Adobe Analytics is a platform that can handle everything from website analytics to in-store data, including audio and video. It’s built for flexibility with various APIs and integration options so you can seamlessly integrate other systems into your digital marketing strategy.
Google Analytics is a comprehensive and at the same time free tool that gives businesses in-depth information about their website’s traffic and user actions. Without requiring additional steps to set up custom data pipelines for different systems or technical expertise, analytics programs like Google Analytics directly take customer behavior from the website to you.
Power BI by Microsoft
There are many customer analytics platforms on the market, but Power BI is one of the leaders. Not only does it do an brilliant job of collecting data, but it also integrates well with Teams, MS Office 365, and Azure. Power BI is a valuable tool for businesses that want to make the most of their data and integrate their customer analytics tools with other programs.

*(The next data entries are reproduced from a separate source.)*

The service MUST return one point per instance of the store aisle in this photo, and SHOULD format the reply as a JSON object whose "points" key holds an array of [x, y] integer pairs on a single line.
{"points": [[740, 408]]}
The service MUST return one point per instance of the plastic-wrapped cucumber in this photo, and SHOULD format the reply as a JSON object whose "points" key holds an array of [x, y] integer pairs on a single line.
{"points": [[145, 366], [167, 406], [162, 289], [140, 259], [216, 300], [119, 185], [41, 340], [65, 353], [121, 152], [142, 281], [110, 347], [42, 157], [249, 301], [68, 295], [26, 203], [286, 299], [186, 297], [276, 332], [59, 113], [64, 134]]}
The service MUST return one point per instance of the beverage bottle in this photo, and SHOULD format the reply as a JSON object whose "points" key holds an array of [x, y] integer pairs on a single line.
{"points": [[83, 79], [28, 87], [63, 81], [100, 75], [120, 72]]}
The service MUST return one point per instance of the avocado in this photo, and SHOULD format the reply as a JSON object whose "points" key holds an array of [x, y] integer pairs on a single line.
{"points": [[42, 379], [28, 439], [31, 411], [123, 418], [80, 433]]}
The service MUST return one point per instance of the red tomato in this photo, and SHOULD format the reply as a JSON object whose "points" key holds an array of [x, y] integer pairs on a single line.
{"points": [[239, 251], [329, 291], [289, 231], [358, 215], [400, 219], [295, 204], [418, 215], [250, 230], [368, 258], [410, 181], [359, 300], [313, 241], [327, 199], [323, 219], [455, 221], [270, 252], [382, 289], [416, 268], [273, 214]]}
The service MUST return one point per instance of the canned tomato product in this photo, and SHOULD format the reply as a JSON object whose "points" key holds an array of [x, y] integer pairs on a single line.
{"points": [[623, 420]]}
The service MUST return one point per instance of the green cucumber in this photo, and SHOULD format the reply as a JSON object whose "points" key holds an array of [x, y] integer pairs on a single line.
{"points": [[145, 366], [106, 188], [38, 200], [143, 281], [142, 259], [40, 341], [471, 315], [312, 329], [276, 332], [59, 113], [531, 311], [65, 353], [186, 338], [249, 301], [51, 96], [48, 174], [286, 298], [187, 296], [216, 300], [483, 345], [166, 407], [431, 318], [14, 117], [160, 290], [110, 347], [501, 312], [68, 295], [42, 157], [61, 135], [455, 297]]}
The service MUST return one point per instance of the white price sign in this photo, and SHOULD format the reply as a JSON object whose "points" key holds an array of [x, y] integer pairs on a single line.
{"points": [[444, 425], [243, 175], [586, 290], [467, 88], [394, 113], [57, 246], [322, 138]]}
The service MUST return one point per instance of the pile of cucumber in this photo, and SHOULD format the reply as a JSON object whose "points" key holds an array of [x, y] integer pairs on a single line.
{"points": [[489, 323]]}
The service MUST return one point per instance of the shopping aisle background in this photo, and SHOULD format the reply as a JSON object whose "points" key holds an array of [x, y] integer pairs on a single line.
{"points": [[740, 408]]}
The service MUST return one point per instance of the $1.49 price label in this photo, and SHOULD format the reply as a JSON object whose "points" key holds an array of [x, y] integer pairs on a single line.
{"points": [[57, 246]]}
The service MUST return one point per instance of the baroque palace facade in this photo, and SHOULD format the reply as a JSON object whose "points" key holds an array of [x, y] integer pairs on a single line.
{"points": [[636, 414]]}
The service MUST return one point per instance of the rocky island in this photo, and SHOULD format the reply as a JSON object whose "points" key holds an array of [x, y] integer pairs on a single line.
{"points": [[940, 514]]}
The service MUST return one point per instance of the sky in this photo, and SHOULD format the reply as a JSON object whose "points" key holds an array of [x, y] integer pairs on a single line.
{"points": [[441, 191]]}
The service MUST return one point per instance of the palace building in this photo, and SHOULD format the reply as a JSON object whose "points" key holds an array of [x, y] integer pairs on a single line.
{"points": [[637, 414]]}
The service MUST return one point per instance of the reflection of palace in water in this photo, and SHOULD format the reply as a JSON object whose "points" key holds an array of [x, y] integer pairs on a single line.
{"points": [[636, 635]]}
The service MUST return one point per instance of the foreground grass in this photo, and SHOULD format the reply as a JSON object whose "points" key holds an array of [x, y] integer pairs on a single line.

Hubspot lets you create specific customer segments. It can gather priceless data, find multiple customer journeys, and allow multiple teams to develop informed business decisions. We must admit, it’s a customer relationship management software with plenty of capabilities to analyze data from other sources, too.
Third-Party Cookies and the Future
By the end of 2023, we will see the “death” of third-party cookies as we know it. This creates a significant gap in targeting customers, and the companies that adapt first will get an advantage. Without the ability to collect data from customers across the web, businesses will need to find new ways to target their audience.
Those who are able to adjust quickly and efficiently will have a significant advantage over their competitors. First-party data will become increasingly crucial in the coming years, so companies must be prepared to make the most of it.
Customer data analytics can help your ecommerce store gather helpful insights and strategies. However, it doesn’t replace the basics. Good old-fashioned customer service still holds the key to success in ecommerce. You need to ensure your customers are happy, that you’re providing them with what they need, and that they keep coming back for more.